HtmlLinkExtractor#

class langchain_community.graph_vectorstores.extractors.html_link_extractor.HtmlLinkExtractor(*, kind: str = 'hyperlink', drop_fragments: bool = True)[source]#

Beta

This feature is in beta. It is actively being worked on, so the API may change.

Extract hyperlinks from HTML content.

Expects the input to be an HTML string or a BeautifulSoup object.

Example:

extractor = HtmlLinkExtractor()
results = extractor.extract_one(HtmlInput(html, url))

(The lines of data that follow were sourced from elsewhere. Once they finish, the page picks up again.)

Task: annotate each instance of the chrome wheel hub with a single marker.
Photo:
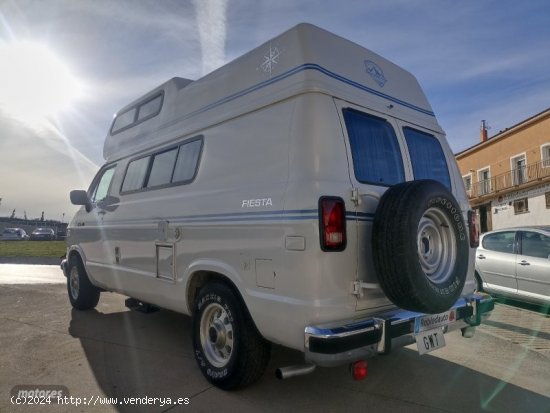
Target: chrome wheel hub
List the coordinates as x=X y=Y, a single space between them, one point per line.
x=216 y=335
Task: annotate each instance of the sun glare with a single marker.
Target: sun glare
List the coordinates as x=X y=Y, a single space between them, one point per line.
x=34 y=83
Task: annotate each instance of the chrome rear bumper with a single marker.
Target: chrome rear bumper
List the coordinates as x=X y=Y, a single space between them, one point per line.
x=347 y=341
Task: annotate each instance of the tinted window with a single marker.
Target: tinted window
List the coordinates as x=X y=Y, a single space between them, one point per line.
x=427 y=157
x=500 y=241
x=375 y=150
x=102 y=189
x=534 y=244
x=123 y=120
x=135 y=174
x=163 y=166
x=188 y=159
x=150 y=108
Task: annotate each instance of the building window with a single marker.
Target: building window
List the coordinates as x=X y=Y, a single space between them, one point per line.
x=484 y=178
x=427 y=157
x=519 y=169
x=467 y=179
x=545 y=154
x=521 y=206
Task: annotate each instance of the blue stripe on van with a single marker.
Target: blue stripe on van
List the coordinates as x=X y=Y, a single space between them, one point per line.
x=290 y=215
x=307 y=66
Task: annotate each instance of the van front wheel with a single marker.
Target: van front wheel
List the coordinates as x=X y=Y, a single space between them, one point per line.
x=229 y=350
x=83 y=295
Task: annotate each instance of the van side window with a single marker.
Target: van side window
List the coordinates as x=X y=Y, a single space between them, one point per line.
x=427 y=157
x=135 y=174
x=188 y=160
x=101 y=190
x=137 y=114
x=163 y=166
x=374 y=149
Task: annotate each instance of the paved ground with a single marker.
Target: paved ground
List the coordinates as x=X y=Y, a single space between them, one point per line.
x=114 y=353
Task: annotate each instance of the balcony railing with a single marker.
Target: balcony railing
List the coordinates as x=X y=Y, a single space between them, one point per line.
x=511 y=179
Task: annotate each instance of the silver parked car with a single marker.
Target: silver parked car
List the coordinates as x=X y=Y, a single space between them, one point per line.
x=515 y=262
x=14 y=234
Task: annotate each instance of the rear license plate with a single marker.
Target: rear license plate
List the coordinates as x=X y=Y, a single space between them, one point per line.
x=430 y=340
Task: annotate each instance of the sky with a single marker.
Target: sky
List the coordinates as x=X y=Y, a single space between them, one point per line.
x=66 y=66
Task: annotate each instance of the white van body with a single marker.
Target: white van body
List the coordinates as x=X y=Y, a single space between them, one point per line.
x=263 y=141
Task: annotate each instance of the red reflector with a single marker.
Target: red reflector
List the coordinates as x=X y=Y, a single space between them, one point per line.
x=359 y=370
x=474 y=230
x=333 y=224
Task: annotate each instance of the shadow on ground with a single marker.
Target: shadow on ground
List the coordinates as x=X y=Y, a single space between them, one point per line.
x=133 y=354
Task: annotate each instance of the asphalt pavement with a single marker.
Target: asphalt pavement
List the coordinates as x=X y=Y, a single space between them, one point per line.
x=114 y=360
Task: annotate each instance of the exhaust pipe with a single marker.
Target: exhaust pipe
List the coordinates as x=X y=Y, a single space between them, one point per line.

How to link Documents on hyperlinks in HTML#

Preliminaries#

Install the beautifulsoup4 package:

pip install -q langchain_community beautifulsoup4

Usage#

For this example, we’ll scrape 2 HTML pages that have an hyperlink from one page to the other using an AsyncHtmlLoader. Then we use the HtmlLinkExtractor to create the links in the documents.

Using extract_one()#

We can use extract_one() on a document to get the links and add the links to the document metadata with add_links():

from langchain_community.document_loaders import AsyncHtmlLoader
from langchain_community.graph_vectorstores.extractors import (
    HtmlInput,
    HtmlLinkExtractor,
)
from langchain_community.graph_vectorstores.links import add_links
from langchain_core.documents import Document

loader = AsyncHtmlLoader(
    [
        "https://python.langchain.com/v0.2/docs/integrations/providers/astradb/",
        "https://docs.datastax.com/en/astra/home/astra.html",
    ]
)

documents = loader.load()

html_extractor = HtmlLinkExtractor()

for doc in documents:
    links = html_extractor.extract_one(HtmlInput(doc.page_content, url))
    add_links(doc, links)

documents[0].metadata["links"][:5]

[Link(kind='hyperlink', direction='out', tag='https://python.langchain.com/v0.2/docs/integrations/providers/spreedly/'),
 Link(kind='hyperlink', direction='out', tag='https://python.langchain.com/v0.2/docs/integrations/providers/nvidia/'),
 Link(kind='hyperlink', direction='out', tag='https://python.langchain.com/v0.2/docs/integrations/providers/ray_serve/'),
 Link(kind='hyperlink', direction='out', tag='https://python.langchain.com/v0.2/docs/integrations/providers/bageldb/'),
 Link(kind='hyperlink', direction='out', tag='https://python.langchain.com/v0.2/docs/introduction/')]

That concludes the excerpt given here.